È frequente un’inibizione temperamentale: il bambino manifesta un’estrema timidezza, soprattutto nelle situazioni nuove in cui è richiesta una prima familiarizzazione con l’ambiente. Il bambino prova una forte sensazione di disagio: ad esempio ha timore di essere presentato a persone sconosciute, di divenire oggetto di burla o critiche, di essere messo al centro dell’attenzione, che gli venga chiesto di eseguire una prestazione (ansia sociale). Spesso il disagio in questi bambini è accompagnato da espressioni somatiche: volto inespressivo, postura goffa e rigida, tendenza a evitare il contatto visivo quando sperimentano una forte sensazione di ansia. Hanno un’emotività caratterizzata da preoccupazione eccessiva, tristezza, scoramento e sfiducia nei confronti di se stessi. Appaiono estremamente volubili, con sbalzi di umore; sono spesso inflessibili e testardi. Dal punto di vista comportamentale tendono al ritiro, alla chiusura e all’evitamento di tutte le situazioni sociali che possono generare ansia. Questi bambini, inoltre, hanno un forte bisogno di controllo interno, ordine e struttura: ciò li rende particolarmente resistenti al cambiamento. Si manifestano notevoli difficoltà comunicative e di socializzazione relativamente a contesti circoscritti, nonostante sia molto forte il desiderio di interazione sociale. Talvolta hanno anche un ritardo nello sviluppo, in particolar modo nell’area motoria, comunicativa e nella sfera della socializzazione.

Cosa possono fare i genitori che sospettano il Mutismo Selettivo nei loro figli?

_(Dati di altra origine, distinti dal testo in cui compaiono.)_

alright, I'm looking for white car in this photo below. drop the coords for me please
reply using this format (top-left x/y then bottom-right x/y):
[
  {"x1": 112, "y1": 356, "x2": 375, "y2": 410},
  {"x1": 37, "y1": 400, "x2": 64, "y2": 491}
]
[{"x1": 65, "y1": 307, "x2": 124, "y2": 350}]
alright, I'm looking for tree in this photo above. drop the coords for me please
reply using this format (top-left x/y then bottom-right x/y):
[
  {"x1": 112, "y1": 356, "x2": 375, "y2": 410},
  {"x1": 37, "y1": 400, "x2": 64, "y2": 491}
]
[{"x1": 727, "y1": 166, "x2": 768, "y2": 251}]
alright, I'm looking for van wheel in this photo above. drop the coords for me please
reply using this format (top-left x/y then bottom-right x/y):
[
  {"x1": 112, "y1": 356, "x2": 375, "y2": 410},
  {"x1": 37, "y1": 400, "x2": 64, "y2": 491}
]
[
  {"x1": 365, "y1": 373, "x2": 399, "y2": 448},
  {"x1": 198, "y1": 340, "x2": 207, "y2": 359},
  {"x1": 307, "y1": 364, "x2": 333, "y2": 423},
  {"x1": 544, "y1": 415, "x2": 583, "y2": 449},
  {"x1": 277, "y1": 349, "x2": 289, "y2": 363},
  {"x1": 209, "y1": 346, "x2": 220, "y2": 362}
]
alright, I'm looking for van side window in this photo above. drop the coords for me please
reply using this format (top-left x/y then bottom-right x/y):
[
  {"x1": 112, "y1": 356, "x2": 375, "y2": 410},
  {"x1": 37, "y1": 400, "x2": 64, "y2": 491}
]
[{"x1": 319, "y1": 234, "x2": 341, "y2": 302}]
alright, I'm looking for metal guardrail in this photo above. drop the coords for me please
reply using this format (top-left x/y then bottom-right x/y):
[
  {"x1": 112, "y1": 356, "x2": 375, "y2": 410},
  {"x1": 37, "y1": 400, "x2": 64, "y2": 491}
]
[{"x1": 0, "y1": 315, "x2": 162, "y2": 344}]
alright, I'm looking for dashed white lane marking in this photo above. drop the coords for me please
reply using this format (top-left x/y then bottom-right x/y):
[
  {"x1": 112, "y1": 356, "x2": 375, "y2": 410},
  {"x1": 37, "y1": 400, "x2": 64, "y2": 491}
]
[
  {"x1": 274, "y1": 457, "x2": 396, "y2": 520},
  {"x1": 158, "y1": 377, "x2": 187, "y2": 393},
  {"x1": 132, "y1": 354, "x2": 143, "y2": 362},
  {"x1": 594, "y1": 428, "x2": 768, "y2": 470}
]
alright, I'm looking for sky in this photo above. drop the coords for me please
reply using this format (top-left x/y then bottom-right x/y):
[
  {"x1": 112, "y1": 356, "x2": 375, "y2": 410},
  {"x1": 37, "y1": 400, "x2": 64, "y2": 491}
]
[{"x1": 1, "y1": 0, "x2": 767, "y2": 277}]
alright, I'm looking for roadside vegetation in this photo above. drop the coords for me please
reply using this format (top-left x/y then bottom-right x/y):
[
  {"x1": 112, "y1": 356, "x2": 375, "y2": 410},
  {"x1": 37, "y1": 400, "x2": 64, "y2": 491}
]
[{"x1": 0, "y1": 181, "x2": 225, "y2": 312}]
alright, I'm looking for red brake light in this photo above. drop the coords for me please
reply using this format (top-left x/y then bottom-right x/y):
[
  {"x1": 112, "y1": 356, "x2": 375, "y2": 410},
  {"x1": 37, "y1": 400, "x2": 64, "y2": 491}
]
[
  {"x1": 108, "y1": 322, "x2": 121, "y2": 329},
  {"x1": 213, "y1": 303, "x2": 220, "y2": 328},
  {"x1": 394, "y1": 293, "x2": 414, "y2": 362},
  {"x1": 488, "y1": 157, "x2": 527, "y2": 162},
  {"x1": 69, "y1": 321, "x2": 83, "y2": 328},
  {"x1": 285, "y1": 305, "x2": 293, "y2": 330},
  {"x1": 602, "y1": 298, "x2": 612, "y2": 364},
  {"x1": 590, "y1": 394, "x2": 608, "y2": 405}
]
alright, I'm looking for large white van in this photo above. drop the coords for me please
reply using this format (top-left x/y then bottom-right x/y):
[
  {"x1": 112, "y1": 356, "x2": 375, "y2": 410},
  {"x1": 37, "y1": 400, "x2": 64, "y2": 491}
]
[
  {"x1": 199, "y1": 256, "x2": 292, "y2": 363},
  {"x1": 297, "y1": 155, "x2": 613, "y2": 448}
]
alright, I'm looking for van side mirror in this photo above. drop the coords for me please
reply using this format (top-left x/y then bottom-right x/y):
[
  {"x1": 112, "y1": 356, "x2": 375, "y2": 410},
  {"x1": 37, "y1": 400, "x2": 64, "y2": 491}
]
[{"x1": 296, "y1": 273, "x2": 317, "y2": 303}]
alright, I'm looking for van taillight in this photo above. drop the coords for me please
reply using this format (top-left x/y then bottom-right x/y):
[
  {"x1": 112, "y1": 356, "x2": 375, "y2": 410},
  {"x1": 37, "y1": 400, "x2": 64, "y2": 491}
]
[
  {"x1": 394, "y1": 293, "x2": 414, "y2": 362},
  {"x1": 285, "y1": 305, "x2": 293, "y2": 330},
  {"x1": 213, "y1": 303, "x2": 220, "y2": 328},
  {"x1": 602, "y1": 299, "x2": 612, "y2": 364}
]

Se i genitori dovessero riscontrare la presenza dei segnali sopra elencati nei propri figli, è bene rivolgersi a un esperto, senza aspettare che i segnali di disagio spariscano spontaneamente. Per arrivare a una “risoluzione” del Mutismo Selettivo spesso sono necessari anni e un intervento precoce garantisce una riduzione dei tempi di lavoro. È essenziale un lavoro di rete bambino-specialista-genitori-insegnanti: soltanto se vi è una sinergia di intenti e modalità, è possibile rendere visibile un cambiamento. Il primo passo è non richiedere al bambino di parlare: dobbiamo togliere dai riflettori la comunicazione verbale, incentivare il più possibile il non-verbale, trasmettere al bambino l’idea che lui è importante al di là del fatto che parli o meno. C’è un circolo vizioso che va spezzato: se gli chiediamo di parlare e aumentiamo le aspettative, manifesterà più ansia e parlerà di meno, noi allora insisteremo ancora di più e lui parlerà sempre di meno. Dobbiamo fare in modo di fargli avvertire meno aspettative (prima di tutto non chiedendogli espressamente di parlare): solo così comunicherà o parlerà di più e avrà meno ansia. Con gli insegnanti è utile seguire le stesse linee guida e strutturare un intervento graduale per portare nel contesto scolastico maggior relax e aprire alla possibilità della parola. Ricordiamoci sempre che i bambini con Mutismo Selettivo non scelgono di non voler parlare, vorrebbero tanto parlare ma non ci riescono proprio perché bloccati dall’ansia. Cerchiamo quindi di comprendere questa paura e di non leggere il loro comportamento come un atto volontario o come una sfida personale: non è affatto così.